Sir Eduardo Luigi Paolozzi KBE RA was a Scottish sculptor and artist. He was a major figure in the international art sphere, while, working on his own interpretation and vision of the world. Wikipedia

One of the founders of the 1950s British Pop Art movement, was an influential artist in post-World War II Great Britain. Paolozzi worked in a number of mediums, but was perhaps best known for his large sculptures and collages. He also created many pieces of art for public spaces in Great Britain and Germany.

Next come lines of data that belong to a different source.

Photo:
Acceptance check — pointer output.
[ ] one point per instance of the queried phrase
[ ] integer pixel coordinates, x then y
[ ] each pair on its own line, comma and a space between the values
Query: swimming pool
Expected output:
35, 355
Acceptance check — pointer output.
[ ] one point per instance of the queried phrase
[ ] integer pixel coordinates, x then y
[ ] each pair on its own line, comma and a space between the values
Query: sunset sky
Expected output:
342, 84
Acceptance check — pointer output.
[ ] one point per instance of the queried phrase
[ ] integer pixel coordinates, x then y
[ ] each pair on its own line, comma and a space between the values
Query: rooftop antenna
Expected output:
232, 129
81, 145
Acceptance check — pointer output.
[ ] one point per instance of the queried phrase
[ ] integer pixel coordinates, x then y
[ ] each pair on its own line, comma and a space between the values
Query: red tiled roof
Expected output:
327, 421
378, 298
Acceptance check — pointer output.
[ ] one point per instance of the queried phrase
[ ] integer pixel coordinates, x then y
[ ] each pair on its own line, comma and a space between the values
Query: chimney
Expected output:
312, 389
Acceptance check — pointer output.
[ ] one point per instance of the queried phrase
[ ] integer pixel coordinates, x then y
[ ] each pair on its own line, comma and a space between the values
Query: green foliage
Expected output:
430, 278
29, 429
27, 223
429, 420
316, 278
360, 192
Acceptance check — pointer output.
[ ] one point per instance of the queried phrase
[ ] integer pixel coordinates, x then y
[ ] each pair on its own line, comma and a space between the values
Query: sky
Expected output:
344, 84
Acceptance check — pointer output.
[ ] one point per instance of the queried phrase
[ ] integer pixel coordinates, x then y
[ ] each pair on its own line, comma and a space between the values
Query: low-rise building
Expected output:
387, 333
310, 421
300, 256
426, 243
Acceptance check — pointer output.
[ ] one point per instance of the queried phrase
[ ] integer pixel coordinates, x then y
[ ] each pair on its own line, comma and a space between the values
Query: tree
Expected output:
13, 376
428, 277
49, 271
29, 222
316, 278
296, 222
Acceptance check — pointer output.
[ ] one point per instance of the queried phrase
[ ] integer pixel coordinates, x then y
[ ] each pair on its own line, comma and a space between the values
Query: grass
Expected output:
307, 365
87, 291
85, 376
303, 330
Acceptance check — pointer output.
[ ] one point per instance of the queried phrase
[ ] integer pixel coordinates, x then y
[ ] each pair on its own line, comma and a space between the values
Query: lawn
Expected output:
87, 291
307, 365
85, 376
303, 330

Paolozzi’s sculptures continued to evolve through the late 1950s. His figures began having machine parts incorporated into the design, but remained distressed in appearance. By the early 1960s, his sculptures took on a new, more Pop/futuristic look as the figures became more machine- or robot-like, were made of other metals like aluminum, and often painted in striking colors.

As Paolozzi’s career developed, he worked in other mediums, including mosaics, textile design, silk-screen printing, and experimental films, with significant pieces in the latter mediums produced in the late 1960s. He also continued to create collages. While a working artist, Paolozzi also began teaching in this time period. He taught at institutions including the Royal College of Art in London, England, Fachhochschule in Cologne, Germany, and the Kuenste in Munich, Germany. At these institutions, he was an instructor in textile design, sculpture, and ceramics.